Come spiega Gregorio Villirillo, responsabile Cgil del comparto tessile, “siamo presenti in tutte le aziende del gruppo, ma non abbiamo il minimo peso. Il sistema di produzione è ancora legato al cottimo, mentre nel settore commerciale l’azienda stipula contratti differenti da dipendente a dipendente”.
Che la situazione dei lavoratori del gruppo Max Mara non sia proprio idilliaca è vicenda notissima, a Reggio Emilia. Tra gli anni settanta e ottanta ci furono tre vertenze, costate ogni volta duecento ore di sciopero, su questioni di principio, più che su fatti specifici, che però non sortirono grandi cambiamenti. Nel 1988 fu pubblicato un libro dall’emblematico titolo “Non sei pagata per pensare”, dedicato alle operaie tessili alle dipendenze del Cavalier Maramotti.

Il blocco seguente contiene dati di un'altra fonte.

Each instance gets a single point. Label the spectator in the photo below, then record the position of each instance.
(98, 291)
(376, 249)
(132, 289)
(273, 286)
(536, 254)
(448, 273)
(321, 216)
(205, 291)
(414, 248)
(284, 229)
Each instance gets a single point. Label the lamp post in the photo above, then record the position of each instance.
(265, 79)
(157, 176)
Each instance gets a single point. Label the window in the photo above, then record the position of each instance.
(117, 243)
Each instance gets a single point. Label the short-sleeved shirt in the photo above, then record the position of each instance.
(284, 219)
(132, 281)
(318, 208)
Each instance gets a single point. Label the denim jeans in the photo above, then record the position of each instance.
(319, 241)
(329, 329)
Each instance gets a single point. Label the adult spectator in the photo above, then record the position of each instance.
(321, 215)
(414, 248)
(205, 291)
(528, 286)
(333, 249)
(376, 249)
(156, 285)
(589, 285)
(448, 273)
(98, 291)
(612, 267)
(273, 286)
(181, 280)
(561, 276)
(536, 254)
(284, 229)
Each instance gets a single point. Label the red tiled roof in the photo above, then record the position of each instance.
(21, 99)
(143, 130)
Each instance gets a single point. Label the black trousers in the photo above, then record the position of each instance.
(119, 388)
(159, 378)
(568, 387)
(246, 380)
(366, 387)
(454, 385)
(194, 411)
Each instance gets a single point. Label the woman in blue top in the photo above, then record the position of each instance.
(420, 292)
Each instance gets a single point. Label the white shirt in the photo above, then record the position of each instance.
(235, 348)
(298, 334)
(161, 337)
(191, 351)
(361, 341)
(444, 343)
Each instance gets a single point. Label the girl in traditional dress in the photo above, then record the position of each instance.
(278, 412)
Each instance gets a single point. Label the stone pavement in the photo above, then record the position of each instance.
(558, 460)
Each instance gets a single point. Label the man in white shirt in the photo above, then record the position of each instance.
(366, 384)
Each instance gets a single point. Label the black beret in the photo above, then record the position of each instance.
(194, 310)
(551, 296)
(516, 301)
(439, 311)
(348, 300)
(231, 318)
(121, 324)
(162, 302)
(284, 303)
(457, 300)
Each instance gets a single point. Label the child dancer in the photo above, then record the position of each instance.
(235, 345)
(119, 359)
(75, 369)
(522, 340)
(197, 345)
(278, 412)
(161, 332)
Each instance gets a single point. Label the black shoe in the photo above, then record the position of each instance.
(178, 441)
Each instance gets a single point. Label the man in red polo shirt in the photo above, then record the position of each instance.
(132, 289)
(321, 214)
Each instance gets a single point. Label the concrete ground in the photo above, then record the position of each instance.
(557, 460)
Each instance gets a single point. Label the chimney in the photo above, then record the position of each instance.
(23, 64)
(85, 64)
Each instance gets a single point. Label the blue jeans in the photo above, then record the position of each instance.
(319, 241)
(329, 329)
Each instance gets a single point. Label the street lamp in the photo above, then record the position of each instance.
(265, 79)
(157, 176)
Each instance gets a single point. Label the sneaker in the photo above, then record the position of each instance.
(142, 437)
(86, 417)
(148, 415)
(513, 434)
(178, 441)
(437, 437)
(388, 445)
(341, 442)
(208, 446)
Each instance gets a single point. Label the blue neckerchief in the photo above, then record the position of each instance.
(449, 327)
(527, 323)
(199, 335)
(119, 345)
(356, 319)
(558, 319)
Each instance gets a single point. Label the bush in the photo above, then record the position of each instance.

Nel testo si sottolineava come quest’ultimo trattasse i dipendenti “in modo ottocentesco, tra il mito del buon padre e l’autoritarismo più smaccato” e come tentasse di ampliare il suo potere dalla fabbrica alla città.
Solo che, mentre negli anni settanta “era una mosca bianca – come precisa Tiziano Rinaldini della Cgil – oggi appare come il precursore della linea della Confindustria”. Anche perché Max Mara è, di fatto, una multinazionale con grandi ramificazioni nel mondo della finanza, soprattutto quello cattolico del Veneto.
Solo un dipendente e un ex dipendente [tutti e due colletti bianchi] hanno accettato di raccontarci come funzionano le cose all’interno del “feudo” di Maramotti, desiderando però restare anonimi. “Nonostante le numerose ore di straordinario, spesso non pagate – spiega uno dei due – sono pochi i dipendenti disposti a darsi da fare per migliorare le cose. In azienda ci si limita alla lamentela tra colleghi”.
Dipendenti “non timbranti”
Vista dall’esterno, Max Mara può sembrare un paradiso: azienda solida, che non licenzia nè mette in cassa integrazione nessuno, e garantisce ancora il posto fisso. “È vero che nelle aziende del gruppo non licenziano nessuno – spiega una delle nostre “talpe” – ma è solo perché i dipendenti si dimettono da soli. Vi è un grosso turn over, l’azienda sceglie spesso personale alle prime esperienze, a cui affida anche posti di responsabilità, gratificando i dipendenti che danno l’anima per l’azienda. Nel caso che non riescano a tenere i ritmi imposti, magari per impegni familiari, si dimettono, magari scusandosi. È sufficiente verificare il numero di dipendenti ‘non timbranti’: non solo resta elevatissimo ma, guarda caso, sono proprio coloro che fanno molte ore di straordinario a diventare ‘non timbranti’. Consolati da un innalzamento del superminimo, che, a fronte delle ore passate in azienda, può essere considerato un regalino”.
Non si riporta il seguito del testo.